Last night a few friends of mine got together at my apartment for poker. I learned today that one of them got clipped by a car while riding back to his place.


My friend was going straight and riding to the left of a car that ended up taking a left hand turn in the intersection. He didn’t see any indication that the car was intending to do this, and he was riding aggressively. His rear wheel got clipped while both he and the car that hit him were going at normal traffic speeds. In the end he was extremely lucky, no major body damage (or none discovered so far.) Pretty much he walked away with a wrecked bike and a badly shaken ego.

I have not been in that situation. I have been in other kinds of accidents, but every one can be unique to the situation. Walking away from an accident, any accident, is a blessing. Then comes the troubling period of dealing with what happened so that future occurances can be avoided.

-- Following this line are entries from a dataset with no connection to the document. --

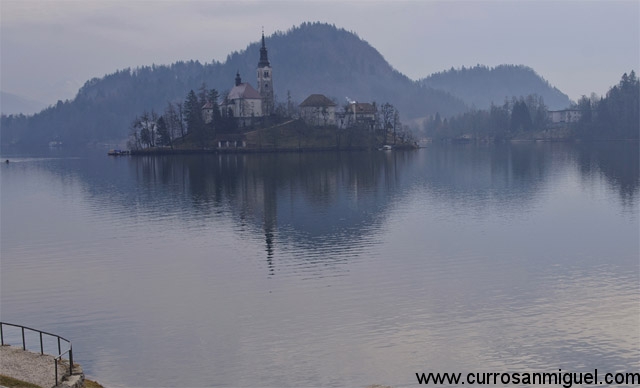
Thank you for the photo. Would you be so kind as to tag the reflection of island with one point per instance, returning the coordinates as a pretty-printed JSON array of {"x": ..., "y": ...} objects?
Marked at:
[{"x": 307, "y": 204}]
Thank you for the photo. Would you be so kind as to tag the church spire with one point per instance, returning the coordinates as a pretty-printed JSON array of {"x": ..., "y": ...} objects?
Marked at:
[{"x": 264, "y": 60}]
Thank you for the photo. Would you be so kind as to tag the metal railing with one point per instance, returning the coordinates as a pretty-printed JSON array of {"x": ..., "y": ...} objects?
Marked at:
[{"x": 57, "y": 358}]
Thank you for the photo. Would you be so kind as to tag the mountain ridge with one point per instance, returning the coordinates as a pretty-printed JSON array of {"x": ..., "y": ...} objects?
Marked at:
[{"x": 311, "y": 58}]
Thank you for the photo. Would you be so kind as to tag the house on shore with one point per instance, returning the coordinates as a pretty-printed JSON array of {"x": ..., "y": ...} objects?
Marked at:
[
  {"x": 318, "y": 110},
  {"x": 358, "y": 114},
  {"x": 564, "y": 116}
]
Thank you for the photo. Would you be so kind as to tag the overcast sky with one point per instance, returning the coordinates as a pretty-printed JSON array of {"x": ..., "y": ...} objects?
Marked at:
[{"x": 50, "y": 48}]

My friend was riding with a warm hat on to stave off the chill. This event has scared him into making two safety purchases: a helmet and a very bright front light. It’s a start. I’ll be loaning him my copy of The Art of Urban Cycling once I get it back from another friend. I don’t know if he was in the wrong being where he was, but being to the left of a car isn’t usually a good position to be in.

I am the Nag

I don’t like being the Nag, which my roommate no doubt recognizes I am at times, but I’d rather not lose friends to disaster. It’s not my character to sound scornful, so I’ve never become adept at reflecting someone else’s risk-taking at them in a way that shows the bravado for the silliness it usually is. And who am I to preach when I have faults of my own?

But that doesn’t stop my gob from flapping. Wear a helmet. It’s a good idea. Get some lights going on you at night, put on something reflective, and ride safely. You a tough guy? You a crazy girl? Fine. Okay for you. Kindly remember: if something bad happens and it could have been avoided, well, that looks pretty bad, too.

To each their own in the end. Ride however you like, take whatever precautions you feel you must. I do my own thing and I find it works for me, and hope it continues to. To my friends I caution: do not die on me, especially for something stupid, or I will use you as an example when I share your tale of woe and despair. But I’d rather not have to share that story.